Osmanlı İmparatorluğu’nda Ayanlar: II. Mahmud Dönemi ve Sonrası

0
Advertisement

Osmanlı İmparatorluğu’nda II. Mahmud dönemi ve Tanzimat sonrasında âyanların siyasî, sosyal ve ekonomik rolü. Ayanların merkeziyetçilik politikaları karşısındaki tepkileri ve uzun süreli etkileri.

Osmanlı İmparatorluğu'nda Âyanlık Müessesesi

Osmanlı İmparatorluğu’nda “âyan eşraf” terimi, Arapça kökenli olan “ayn” kelimesinin çoğulu olarak kullanılmıştır. “Âyan eşraf”, “göz” anlamına gelir ve özellikle toplum içinde soy sopuyla ve itibarıyla öne çıkmış kişiler için kullanılır. Örneğin, “Âyan-ı Kureyş”, “Âyan-ı Belde”, “Âyan-ı Karye”, “Âyan-ı Mahalle” gibi ifadelerle sıkça karşılaşılır. Bu terim, ilk İslam devletlerinden başlayarak Osmanlılar döneminde de yaygın bir şekilde kullanılmıştır.

Osmanlı İmparatorluğu’nda âyanlar, Anadolu Selçuklu Devleti’nden miras kalmıştır. Tarihî kaynaklarda, âyanlar geniş bir kapsamda yer alır ve voyvoda, mütesellim, muhassıl, mutasarrıf ve vali gibi yerel yöneticileri ifade etmektedir. Aynı zamanda, âyanlar bazen derebeyleri veya mütegallibeler olarak da adlandırılırlar. İlmiye sınıfından olan molla, kadı, müftü, müderris; kapıkulu ocaklarından olan kethüdâlar, yeniçeri serdarları ve onların emeklileri; esnaf sınıfından olan kasapbaşı, bakkalbaşı; tüccar ve mültezimler de âyanlar arasında sayılmıştır.

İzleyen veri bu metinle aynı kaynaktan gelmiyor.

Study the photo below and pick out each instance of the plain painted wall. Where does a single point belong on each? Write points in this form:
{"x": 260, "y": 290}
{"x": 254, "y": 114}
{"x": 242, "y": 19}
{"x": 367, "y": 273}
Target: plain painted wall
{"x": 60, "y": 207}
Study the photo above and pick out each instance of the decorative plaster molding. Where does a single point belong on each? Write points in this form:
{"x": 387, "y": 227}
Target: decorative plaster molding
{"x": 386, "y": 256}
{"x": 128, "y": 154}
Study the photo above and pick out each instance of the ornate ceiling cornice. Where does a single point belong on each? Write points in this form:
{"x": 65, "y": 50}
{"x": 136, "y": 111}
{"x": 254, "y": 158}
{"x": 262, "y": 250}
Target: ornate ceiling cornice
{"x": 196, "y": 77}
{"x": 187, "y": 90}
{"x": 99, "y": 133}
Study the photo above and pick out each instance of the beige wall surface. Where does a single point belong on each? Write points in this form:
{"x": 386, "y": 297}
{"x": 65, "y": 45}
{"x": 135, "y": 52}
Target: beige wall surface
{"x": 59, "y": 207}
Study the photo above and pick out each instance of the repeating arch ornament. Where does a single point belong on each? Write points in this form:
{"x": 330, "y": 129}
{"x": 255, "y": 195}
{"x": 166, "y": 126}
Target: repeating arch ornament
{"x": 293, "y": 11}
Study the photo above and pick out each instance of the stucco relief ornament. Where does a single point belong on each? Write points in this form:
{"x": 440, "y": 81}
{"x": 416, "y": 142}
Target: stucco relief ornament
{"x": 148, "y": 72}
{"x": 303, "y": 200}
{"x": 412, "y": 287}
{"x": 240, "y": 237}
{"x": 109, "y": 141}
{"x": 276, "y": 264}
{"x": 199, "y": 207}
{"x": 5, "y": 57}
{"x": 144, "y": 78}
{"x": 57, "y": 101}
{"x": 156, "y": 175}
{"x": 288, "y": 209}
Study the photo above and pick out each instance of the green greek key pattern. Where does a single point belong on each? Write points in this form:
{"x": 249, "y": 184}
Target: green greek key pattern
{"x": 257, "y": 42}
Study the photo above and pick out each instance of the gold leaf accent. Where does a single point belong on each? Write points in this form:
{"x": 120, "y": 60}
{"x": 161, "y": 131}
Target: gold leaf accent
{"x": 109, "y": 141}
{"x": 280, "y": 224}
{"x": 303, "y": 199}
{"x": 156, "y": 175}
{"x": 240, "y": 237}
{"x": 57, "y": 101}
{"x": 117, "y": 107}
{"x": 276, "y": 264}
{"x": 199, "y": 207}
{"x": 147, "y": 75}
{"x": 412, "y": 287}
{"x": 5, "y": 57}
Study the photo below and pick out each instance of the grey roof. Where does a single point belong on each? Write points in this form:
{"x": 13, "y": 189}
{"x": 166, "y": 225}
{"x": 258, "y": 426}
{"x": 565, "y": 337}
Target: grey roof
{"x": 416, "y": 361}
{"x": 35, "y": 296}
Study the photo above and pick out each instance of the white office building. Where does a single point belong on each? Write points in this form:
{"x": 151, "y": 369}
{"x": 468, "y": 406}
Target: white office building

Osmanlı İmparatorluğu’nda, bu çeşitli kesimlerden gelen kişilere “âyan-ı vilâyet” adı verilirdi. Bu terim, Osmanlı toplumunda önemli bir tabir olarak kabul edilmiş ve farklı sosyal kesimlerin temsilcilerini kapsayan geniş bir kavramdır.

Osmanlı İmparatorluğu’nda Taşra Yönetimi ve Âyanlar

Osmanlı İmparatorluğu’nda taşra yönetiminde valiler, mutasarrıflar, mütesellimler ve voyvodalar merkezden atanırdı. Ancak her şehir ve kasabada, âyanlık olarak bilinen bir âyan bulunurdu. Bu âyanlar, hem halkın hem de merkezi hükümetin temsilcisi konumundaydılar ve ikisinin arasındaki işleri yürütürlerdi. En önemli âyanlardan biri, baş âyan veya reîs-i âyan olarak adlandırılırdı.

Advertisement

Osmanlı Devleti’nin klasik döneminde, kurumlar görevlerini yerine getirdikleri için âyanların nüfuzu genellikle yerleşim merkezinin sınırlarını aşmazdı. Ancak XVI. yüzyılın ikinci yarısından itibaren, ülkenin yönetiminde ve düzeninde aksamalar meydana geldikçe âyanların önemi artmaya başladı. Bu dönemde âyanlar, aracı ve iş takipçisi olarak faaliyet gösterdiler. Bulundukları yerlerin çeşitli ihtiyaçlarını karşılamak, vakıfların yönetimini yapmak, fiyatları belirlemek gibi çeşitli görevleri vardılar. Ayrıca, şehir sakinlerinin taleplerini İstanbul’a ileterek kötü yöneticilerin değiştirilmesi gibi konularda rol aldılar.

1559’dan itibaren Anadolu’ya yayılan kapıkulu ve diğer askerîlerin âyanlara katılması, onların önemini artırdı. XVI. yüzyılın ikinci yarısında, âyanlar iltizama katılarak veya çiftçilere borç para vererek servetlerini artırdılar ve topraklarını genişlettiler. Ancak bu durum, çiftçilerin âyanlara bağımlı hale gelmesine neden oldu.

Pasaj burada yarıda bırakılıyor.